Maybe there is a larger cash reserve due to the "hot money" aspect of C shares, but the trading would generally be in the same ball park for the A's and the C's right?

Or are you saying that a person with a portfolio that includes C shares and other trading securities that his overall portfolio might have a 4% "fees" total?

IMHO, the next target will be "Managed Money" where the broker is taking 2 to 3% fees for "watching over the managers".  I think you'll see those fee max's trimmed to 1% before you see the SEC go after C shares.

Just to be clear, the only time I use C shares is when the CEF that I own goes to it's historical high in Premium and then I'll switch into C shares until the CEF drops back to a discount, and then I'll switch back into the CEF. 

Mr. A 

[/quote]

You must be kidding.  A managed account where the client ownes the securities with no imbedded gains, options to quit the manager and hold the securities, ability to harvest losses, and total VISABILTY of costs?  Or an investment where a new investor gets a basis on positions years before they actually "owned" it, no option to leave without complete capital gain, and fee's buried in a 40 page perspectus?  No, the SEC is smarter than you.  Sorry sport.
Dec 22, 2006 4:24 am

embedded
visibility

Dec 22, 2006 4:40 am

FU  its the holidays.

Dec 22, 2006 4:45 am

[quote=rightway]FU  its the holidays.
[/quote]

roflmFao @ “FU”…rock on baby…

Dec 22, 2006 7:16 am

[quote=rightway][quote=vagabond]Fees exceed 4%?  So institutional investors pay
about 2% in trading fees?  Gosh, I"ll do it for 1% and pick up the
ticket charges.  If there are any MF managers out there feel free
to PM me.[/quote]



Do some research and you will be surprised how th fee’s break out in a
mutual fund.  Go beyond Morningstar and Mutualfund.com.  Then
you will see what the SEC see’s…then you won’t want to prospect the
MF managers anymore.

[/quote]



C’mon Interactive brokers charges, 0.015 per share for VWAP (Volume
weighted average price). VWAP orders are common for large block trades,
no one is paying anything close to 1% on orders. If you look at the
unbundled commisions, that is much closer to what MF’s actually pay for
trades.



http://www.interactivebrokers.com/en/accounts/fees/commiss ion.php



However some mutual funds with high turnovers do so much trading, that
trading costs do become a serious expense. This also happens if you
have soft-dollar arangements, whereby the MF sends orders to brokers in
exchange for research and other services (for example golf and junkets
to tropical islands)



However, the big MF companies do most of their trading directly with
market centers or at most one thin layer away from the market center.
I.e the MF doesn’t want to deal with price improvment, so they send it
to trading broker who will automatically optimise trades.

 

Dec 22, 2006 7:19 am

[quote=Incredible Hulk] [quote=AllREIT] Of course you could have a
split fee policy, that charges 0.25 for bonds and 1.5 for everything
else.
[/quote]



With a 60/40 split your final cost is 1% of total assets anyway so why split it out?[/quote]

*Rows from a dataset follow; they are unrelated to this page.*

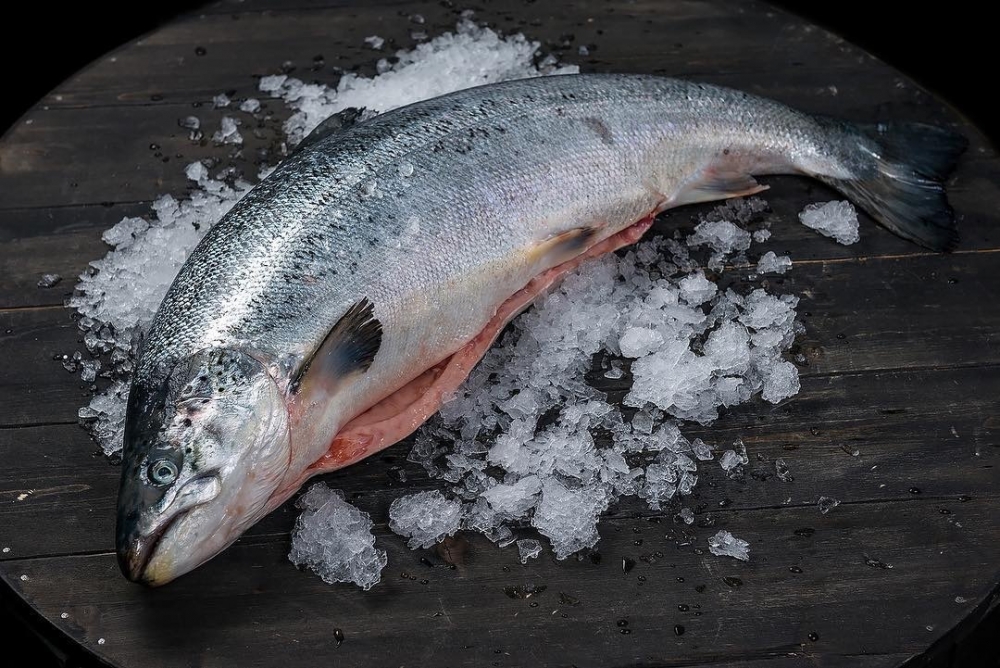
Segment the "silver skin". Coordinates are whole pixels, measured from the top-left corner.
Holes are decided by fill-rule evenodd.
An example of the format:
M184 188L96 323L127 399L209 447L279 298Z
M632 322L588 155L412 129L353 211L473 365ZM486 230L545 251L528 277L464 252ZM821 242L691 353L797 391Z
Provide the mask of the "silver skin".
M752 192L749 174L849 178L870 158L839 132L739 91L571 75L435 98L295 153L198 245L144 341L123 572L162 584L236 540L346 421L565 261L548 240L591 227L596 244L650 213ZM370 369L292 397L297 370L364 298L383 329Z

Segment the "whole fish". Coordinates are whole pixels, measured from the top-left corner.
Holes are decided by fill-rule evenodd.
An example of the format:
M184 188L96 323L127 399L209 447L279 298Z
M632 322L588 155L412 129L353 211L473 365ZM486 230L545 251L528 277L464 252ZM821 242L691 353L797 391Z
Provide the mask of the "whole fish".
M659 212L801 174L896 234L957 240L965 140L852 125L726 88L567 75L340 114L215 225L137 361L117 550L160 585L309 477L414 431L503 326Z

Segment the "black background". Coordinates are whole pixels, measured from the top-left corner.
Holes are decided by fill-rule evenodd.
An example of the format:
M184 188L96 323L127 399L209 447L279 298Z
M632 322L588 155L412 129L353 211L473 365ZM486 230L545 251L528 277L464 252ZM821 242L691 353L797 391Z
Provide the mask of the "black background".
M101 54L199 4L177 0L132 3L126 12L113 14L110 8L85 2L65 7L22 3L16 15L7 8L3 20L6 35L0 39L4 72L0 79L0 130L5 131L45 93ZM1000 40L986 9L990 3L776 0L773 4L880 57L949 102L979 126L994 146L1000 145L1000 113L993 101L1000 63L996 42ZM48 658L45 646L31 637L25 617L30 619L30 612L20 601L11 600L0 585L0 636L18 638L6 644L5 655L16 656L13 650L20 647L28 655L17 662L19 665L58 665ZM931 665L1000 666L998 632L1000 616L994 614L957 654L943 653ZM76 665L72 658L70 663Z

The key point is that it makes sense to charge for where you are adding
value (managing equities) and not where you are not (holding bonds and
other passive investments).



However, untill clients wise up, you are going to see alot of wrap/fee programs that will make your eyes water.



I’ve seen %2 wrap programs. For 2% I’d better be getting hedge fund performance, and not Growth Fund of America.